OpenAI released two open-source artificial intelligence (AI) models on Tuesday. This marks the San Francisco-based AI firm’s first contribution to the open community since 2019, when GPT-2 was open sourced. The two new models, dubbed gpt-oss-120b and gpt-oss-20b, are said to offer comparable performance to the o3 and o3-mini models. Built on the mixture-of-experts (MoE) architecture, the company says these AI models have undergone rigorous safety training and evaluation. The open weights of these models are available to download via Hugging Face.
OpenAI’s Open-Source AI Models Support Native Reasoning
In a post on X (formerly Twitter), OpenAI CEO Sam Altman announced the release of these models, highlighting that “gpt-oss-120b performs about as well as o3 on challenging health issues.” Notably, both the models are currently being hosted on OpenAI’s Hugging Face listing, and interested individuals can download and locally run the available open weights.
On its website, OpenAI explains that these models are compatible with the company’s Responses application programming interface (API), and can work with agentic workflows. These models also support tool use such as web search or Python code execution. With native reasoning, the models also display transparent chain-of-thought (CoT), which can be adjusted to either focus on high-quality responses or low latency outputs.

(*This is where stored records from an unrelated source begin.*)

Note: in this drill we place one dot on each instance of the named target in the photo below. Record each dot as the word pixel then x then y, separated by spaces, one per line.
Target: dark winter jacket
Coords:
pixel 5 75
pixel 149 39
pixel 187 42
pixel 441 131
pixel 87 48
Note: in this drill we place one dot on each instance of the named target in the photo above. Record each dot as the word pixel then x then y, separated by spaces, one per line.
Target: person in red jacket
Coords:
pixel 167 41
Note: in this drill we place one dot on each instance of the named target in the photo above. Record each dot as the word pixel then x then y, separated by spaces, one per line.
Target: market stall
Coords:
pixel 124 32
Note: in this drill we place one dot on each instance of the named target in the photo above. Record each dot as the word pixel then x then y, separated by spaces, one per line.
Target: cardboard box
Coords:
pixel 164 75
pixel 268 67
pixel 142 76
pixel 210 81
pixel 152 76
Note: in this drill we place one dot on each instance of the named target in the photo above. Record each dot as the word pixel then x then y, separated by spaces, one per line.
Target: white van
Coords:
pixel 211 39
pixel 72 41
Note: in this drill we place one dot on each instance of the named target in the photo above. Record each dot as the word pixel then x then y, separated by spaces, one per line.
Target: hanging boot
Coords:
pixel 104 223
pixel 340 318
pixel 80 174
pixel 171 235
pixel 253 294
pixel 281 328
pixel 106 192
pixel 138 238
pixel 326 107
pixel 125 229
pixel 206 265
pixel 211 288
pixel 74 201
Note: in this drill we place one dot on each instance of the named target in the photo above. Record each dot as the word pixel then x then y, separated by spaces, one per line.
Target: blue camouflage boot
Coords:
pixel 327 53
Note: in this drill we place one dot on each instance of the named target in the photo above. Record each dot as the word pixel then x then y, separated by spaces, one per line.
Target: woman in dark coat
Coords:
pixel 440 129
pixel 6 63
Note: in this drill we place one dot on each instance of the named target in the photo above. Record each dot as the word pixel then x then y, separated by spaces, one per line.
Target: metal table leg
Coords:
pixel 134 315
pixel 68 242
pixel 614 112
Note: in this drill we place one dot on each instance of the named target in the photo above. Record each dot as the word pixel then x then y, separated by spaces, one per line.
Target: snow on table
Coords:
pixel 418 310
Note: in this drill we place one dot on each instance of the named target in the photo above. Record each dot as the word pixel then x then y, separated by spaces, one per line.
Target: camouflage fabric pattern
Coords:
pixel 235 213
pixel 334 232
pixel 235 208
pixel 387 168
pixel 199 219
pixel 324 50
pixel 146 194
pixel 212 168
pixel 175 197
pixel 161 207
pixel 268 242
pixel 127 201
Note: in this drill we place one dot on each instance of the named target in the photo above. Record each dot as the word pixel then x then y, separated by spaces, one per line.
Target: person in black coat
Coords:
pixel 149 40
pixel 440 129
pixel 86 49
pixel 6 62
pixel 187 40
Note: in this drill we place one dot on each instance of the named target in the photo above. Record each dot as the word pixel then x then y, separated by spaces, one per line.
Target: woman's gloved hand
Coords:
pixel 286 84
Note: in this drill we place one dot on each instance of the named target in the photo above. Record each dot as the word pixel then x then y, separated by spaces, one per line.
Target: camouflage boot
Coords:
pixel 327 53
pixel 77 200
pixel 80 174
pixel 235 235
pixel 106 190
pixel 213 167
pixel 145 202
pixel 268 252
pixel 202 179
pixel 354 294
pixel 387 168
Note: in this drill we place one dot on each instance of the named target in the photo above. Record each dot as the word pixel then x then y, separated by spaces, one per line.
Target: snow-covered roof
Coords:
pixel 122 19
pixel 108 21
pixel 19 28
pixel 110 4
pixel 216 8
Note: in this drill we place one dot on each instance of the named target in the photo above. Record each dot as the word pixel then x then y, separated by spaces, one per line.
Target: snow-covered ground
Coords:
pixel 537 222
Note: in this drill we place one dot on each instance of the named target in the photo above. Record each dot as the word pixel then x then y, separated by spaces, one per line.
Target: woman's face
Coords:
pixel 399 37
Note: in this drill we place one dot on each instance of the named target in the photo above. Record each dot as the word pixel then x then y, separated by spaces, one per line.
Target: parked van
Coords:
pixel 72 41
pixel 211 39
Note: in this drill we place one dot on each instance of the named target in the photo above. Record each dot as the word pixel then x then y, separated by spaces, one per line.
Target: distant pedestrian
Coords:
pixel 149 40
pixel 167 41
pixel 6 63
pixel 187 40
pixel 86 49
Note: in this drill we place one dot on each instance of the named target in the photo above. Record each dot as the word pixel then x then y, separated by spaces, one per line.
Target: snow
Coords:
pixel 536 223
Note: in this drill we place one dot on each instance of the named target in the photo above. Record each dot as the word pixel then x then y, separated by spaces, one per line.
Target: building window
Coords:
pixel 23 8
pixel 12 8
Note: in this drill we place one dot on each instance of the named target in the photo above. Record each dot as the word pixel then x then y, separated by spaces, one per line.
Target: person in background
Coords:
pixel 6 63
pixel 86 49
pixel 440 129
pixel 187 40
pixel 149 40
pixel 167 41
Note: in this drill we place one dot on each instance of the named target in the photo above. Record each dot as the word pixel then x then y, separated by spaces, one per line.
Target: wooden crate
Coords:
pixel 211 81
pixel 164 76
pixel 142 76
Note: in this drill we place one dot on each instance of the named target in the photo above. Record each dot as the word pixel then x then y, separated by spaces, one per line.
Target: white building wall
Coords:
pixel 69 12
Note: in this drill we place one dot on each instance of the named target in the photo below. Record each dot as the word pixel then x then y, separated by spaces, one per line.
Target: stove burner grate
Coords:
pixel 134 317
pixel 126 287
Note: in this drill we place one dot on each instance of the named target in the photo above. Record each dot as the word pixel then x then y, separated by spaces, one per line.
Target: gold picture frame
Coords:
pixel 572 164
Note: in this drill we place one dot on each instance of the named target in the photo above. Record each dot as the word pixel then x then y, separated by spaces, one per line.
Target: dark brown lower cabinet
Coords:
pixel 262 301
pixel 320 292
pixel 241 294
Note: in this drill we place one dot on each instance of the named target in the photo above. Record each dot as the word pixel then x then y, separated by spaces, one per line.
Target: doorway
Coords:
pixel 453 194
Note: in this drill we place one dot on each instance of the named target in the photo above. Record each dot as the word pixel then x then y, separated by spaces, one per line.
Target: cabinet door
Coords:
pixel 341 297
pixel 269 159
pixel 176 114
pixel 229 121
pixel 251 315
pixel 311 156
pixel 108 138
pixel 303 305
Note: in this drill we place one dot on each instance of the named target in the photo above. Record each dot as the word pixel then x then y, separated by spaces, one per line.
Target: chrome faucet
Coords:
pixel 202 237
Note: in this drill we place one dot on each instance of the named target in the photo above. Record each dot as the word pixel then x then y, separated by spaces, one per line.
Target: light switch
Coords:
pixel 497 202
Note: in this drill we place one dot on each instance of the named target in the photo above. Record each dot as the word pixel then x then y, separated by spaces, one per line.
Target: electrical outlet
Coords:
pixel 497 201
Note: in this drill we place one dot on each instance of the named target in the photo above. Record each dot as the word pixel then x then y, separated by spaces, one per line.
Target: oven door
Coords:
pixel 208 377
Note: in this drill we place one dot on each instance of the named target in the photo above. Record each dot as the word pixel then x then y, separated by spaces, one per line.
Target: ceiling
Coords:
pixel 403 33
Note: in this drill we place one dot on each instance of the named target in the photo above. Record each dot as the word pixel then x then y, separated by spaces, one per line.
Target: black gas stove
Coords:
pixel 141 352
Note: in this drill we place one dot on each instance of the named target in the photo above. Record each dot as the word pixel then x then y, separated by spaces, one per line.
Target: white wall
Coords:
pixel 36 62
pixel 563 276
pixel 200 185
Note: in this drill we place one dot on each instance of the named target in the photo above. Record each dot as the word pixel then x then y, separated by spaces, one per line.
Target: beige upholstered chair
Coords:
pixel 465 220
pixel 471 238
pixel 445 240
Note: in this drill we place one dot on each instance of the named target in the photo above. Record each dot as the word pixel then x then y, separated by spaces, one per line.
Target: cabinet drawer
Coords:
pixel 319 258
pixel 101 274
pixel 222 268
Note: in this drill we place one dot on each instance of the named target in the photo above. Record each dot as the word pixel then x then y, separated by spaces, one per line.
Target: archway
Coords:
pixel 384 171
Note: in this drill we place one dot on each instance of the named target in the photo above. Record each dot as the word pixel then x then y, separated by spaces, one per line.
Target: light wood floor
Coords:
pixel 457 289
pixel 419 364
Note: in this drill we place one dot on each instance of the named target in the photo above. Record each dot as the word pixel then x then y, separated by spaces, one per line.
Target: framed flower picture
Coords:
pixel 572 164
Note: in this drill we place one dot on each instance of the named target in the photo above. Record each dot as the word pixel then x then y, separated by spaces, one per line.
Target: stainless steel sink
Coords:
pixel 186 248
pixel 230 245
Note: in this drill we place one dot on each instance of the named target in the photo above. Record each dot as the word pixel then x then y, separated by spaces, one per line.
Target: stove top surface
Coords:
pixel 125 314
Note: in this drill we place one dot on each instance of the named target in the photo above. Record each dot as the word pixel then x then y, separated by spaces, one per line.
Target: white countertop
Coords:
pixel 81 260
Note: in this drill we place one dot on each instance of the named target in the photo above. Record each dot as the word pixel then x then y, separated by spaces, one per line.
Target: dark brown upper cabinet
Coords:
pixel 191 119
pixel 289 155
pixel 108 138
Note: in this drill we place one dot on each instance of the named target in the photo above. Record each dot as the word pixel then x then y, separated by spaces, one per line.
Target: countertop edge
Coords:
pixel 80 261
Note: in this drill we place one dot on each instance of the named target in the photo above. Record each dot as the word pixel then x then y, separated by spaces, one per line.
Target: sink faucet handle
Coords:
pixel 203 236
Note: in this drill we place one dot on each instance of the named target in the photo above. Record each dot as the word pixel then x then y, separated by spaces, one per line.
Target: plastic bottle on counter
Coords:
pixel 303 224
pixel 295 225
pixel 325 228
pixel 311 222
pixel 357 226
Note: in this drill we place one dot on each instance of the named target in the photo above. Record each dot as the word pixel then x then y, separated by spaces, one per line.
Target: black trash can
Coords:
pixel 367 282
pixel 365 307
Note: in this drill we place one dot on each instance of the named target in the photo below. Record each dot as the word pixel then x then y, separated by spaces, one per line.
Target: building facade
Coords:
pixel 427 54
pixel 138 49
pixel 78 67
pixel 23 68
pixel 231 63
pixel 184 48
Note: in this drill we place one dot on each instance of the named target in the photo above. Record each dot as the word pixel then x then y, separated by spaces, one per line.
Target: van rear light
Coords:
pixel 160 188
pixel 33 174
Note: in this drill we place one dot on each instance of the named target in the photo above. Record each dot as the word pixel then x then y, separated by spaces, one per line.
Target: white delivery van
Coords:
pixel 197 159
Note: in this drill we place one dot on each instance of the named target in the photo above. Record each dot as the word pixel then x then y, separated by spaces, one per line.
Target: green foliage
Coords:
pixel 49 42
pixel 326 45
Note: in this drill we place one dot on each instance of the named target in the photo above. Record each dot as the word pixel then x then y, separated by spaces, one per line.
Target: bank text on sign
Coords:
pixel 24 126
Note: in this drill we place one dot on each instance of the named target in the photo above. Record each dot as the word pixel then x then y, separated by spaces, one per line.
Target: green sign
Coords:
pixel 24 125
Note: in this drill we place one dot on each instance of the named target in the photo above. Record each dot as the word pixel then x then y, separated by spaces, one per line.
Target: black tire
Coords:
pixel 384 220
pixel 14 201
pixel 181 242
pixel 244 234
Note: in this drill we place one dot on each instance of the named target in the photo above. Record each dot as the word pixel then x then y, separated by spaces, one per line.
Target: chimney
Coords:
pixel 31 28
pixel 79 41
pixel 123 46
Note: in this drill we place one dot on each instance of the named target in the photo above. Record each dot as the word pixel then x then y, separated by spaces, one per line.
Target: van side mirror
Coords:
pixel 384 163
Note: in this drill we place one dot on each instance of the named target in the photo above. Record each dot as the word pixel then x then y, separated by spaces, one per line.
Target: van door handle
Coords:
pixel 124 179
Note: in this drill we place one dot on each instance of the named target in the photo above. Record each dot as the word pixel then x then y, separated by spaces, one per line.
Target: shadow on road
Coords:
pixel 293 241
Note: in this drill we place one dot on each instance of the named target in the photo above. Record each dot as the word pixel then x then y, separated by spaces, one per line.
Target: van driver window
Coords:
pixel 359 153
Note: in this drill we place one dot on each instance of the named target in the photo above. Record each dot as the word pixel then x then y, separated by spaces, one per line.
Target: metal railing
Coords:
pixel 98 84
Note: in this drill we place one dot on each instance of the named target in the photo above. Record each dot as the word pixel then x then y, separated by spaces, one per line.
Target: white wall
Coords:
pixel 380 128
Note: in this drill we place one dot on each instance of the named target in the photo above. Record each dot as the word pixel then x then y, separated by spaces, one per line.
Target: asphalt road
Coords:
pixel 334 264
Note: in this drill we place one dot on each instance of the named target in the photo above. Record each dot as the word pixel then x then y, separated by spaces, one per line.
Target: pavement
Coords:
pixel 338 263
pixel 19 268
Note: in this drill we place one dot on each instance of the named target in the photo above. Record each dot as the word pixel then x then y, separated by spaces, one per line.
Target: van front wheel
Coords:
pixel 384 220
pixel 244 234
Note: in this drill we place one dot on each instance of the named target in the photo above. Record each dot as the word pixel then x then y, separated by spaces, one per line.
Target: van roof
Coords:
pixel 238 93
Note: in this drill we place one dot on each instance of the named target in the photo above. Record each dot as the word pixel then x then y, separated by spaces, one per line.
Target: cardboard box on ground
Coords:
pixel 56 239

Coming to the architecture, these models are built on MoE architecture to reduce the number of active parameters for processing efficiency. The gpt-oss-120b activates 5.1 billion parameters per token, while gpt-oss-20b activates 3.6b parameters per token. The former has a total of 117 billion parameters and the latter has 21 billion parameters. Both models support a content length of 1,28,000 tokens.
These open-source AI models were trained on mostly English language text database. The company focused on Science, Technology, Engineering, and Mathematics (STEM) fields, coding, and general knowledge. In the post-training stage, OpenAI used reinforcement learning (RL)-based fine-tuning.
Benchmark performance of the open-source OpenAI models
Photo Credit: OpenAI
Based on the company’s internal testing, gpt-oss-120b outperforms o3-mini on competition coding (Codeforces), general problem solving (MMLU and Humanity’s Last Exam), and tool calling (TauBench). But in general, these models marginally fall short of o3 and o3-mini on other benchmarks such as GPQA Diamond.
OpenAI highlights that these models have undergone intensive safety training. In the pre-training stage, the company filtered out harmful data relating chemical, biological, radiological, and nuclear (CBRN) threats. The AI firm also said that it used specific techniques to ensure the model refuses unsafe prompts and is protected from prompt injections.
Despite being open-source, OpenAI claims that the models have been trained in a way that they cannot be fine-tuned by a bad actor to provide harmful outputs.